I used to write C utilities that I would then support on 16 bit to 64 bit architectures, including some 60 bit machines. They included at least three varieties of "endianness," different floating point formats, different character encodings, and different operating systems (though Unix predominated).
- Stay as close to standard C as you can. For functions/libraries not part of the standard, use as widely supported a code base as you can find. For example, for networking, use the BSD socket interface, with zero or minimal use of low level socket options, out-of-band signalling, etc. To support a wide number of disparate platforms with minimal staff, you'll have to stay with plain vanilla functions.
- Be very aware of what's guaranteed by the standard, vice what's typical implementation behavior. For instance, pointers are not necessarily the same size as integers, and pointers to different data types may have different lengths. If you must make implementation dependent assumptions, document them thoroghly. Lint, or --strict, or whatever your development toolset has as an equivalent, is vitally important here.

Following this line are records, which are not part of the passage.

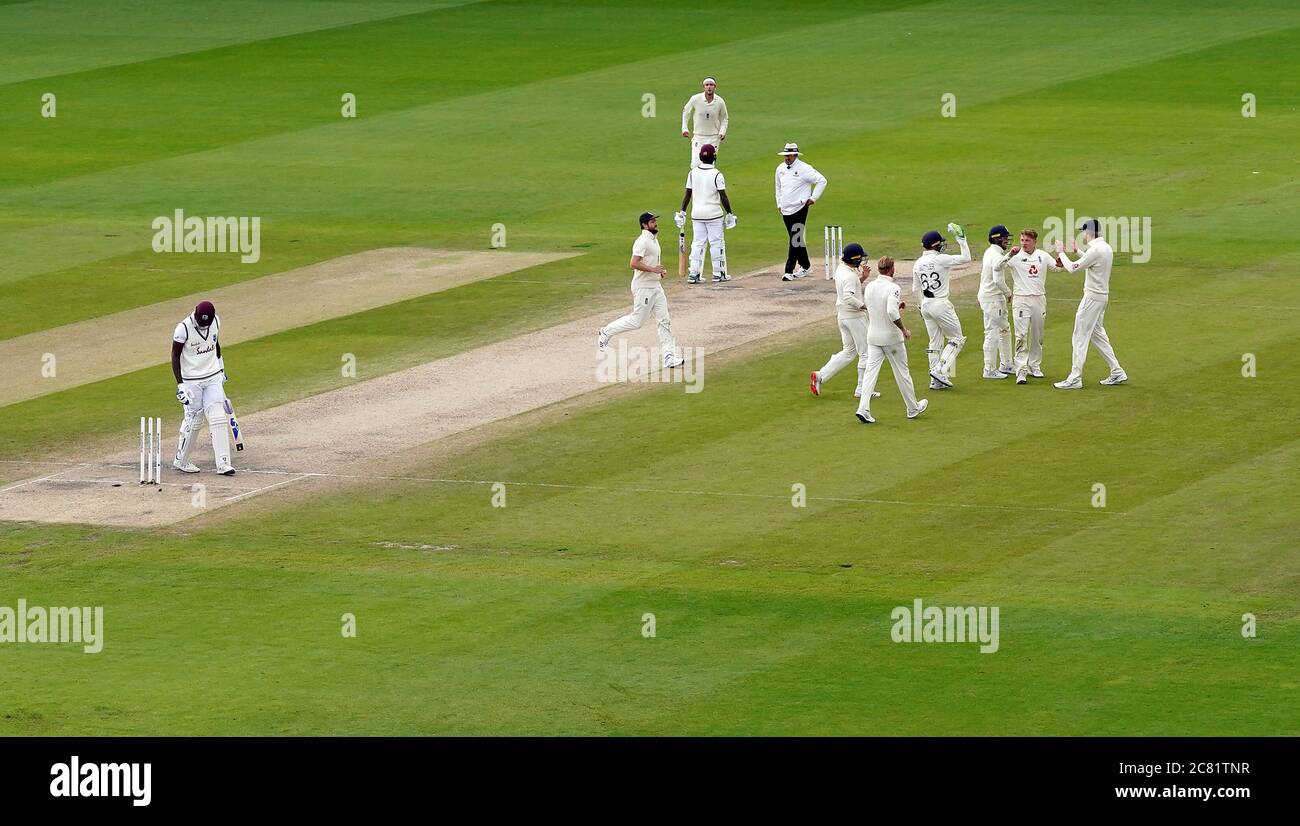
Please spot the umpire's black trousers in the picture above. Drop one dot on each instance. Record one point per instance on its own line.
(798, 253)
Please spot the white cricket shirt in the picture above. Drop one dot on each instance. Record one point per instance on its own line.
(930, 273)
(1097, 260)
(705, 181)
(848, 293)
(796, 184)
(883, 298)
(706, 119)
(648, 247)
(992, 282)
(1030, 272)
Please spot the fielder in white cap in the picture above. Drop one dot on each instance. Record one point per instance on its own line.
(797, 187)
(705, 115)
(648, 297)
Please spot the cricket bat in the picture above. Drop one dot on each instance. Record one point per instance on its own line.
(234, 426)
(681, 251)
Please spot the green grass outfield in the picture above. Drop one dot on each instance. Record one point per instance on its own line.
(770, 619)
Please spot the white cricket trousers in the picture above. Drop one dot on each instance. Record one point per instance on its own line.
(698, 141)
(997, 334)
(1088, 329)
(646, 301)
(1030, 314)
(853, 336)
(945, 333)
(897, 357)
(710, 232)
(209, 402)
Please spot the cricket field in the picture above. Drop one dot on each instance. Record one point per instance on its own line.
(445, 523)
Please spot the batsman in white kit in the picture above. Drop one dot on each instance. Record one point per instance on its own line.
(1030, 268)
(852, 315)
(709, 216)
(993, 295)
(930, 277)
(1096, 259)
(648, 295)
(885, 337)
(705, 115)
(200, 376)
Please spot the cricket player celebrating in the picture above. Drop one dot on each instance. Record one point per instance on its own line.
(707, 186)
(852, 314)
(885, 337)
(993, 295)
(1028, 302)
(648, 294)
(199, 373)
(705, 115)
(930, 277)
(797, 187)
(1096, 260)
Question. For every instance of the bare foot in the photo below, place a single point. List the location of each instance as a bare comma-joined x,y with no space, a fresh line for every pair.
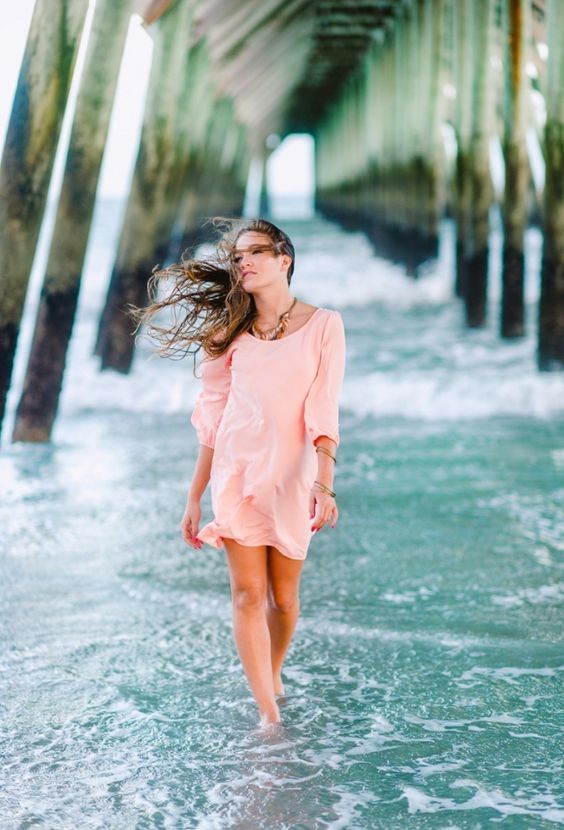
278,686
270,717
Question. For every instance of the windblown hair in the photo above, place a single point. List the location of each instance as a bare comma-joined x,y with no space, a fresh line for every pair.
209,306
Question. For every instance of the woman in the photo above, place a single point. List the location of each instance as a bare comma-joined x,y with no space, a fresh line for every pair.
267,423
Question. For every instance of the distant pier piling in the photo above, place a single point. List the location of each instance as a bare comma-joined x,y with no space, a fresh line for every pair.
475,242
551,312
514,210
28,157
405,100
37,408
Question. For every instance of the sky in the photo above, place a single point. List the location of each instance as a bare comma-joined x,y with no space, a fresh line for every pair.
290,166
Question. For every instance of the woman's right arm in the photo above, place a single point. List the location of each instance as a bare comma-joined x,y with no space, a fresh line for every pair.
190,522
206,418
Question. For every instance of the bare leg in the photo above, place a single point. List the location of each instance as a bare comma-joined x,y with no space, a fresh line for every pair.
283,608
248,577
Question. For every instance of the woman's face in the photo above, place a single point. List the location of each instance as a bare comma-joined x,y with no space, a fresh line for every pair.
256,262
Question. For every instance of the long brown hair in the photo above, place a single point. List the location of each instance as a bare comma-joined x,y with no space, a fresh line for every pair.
208,304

- Header files are your friend. Use implementaton defined macros and constants. Use header definitions and #ifdef to help isolate those instances where you need to cover a small number of alternatives.
- Don't assume the current platform uses EBCDIC characters and packed decimal integers. There are a fair number of ASCII - two's complement machines out there as well. :-)
With all that, if you avoid the tempation to write things multiple times and #ifdef major portions of code, you'll find that coding and testing across disparate platforms helps find bugs sooner. You'll end up producing more disciplined, understandable, maintainable programs.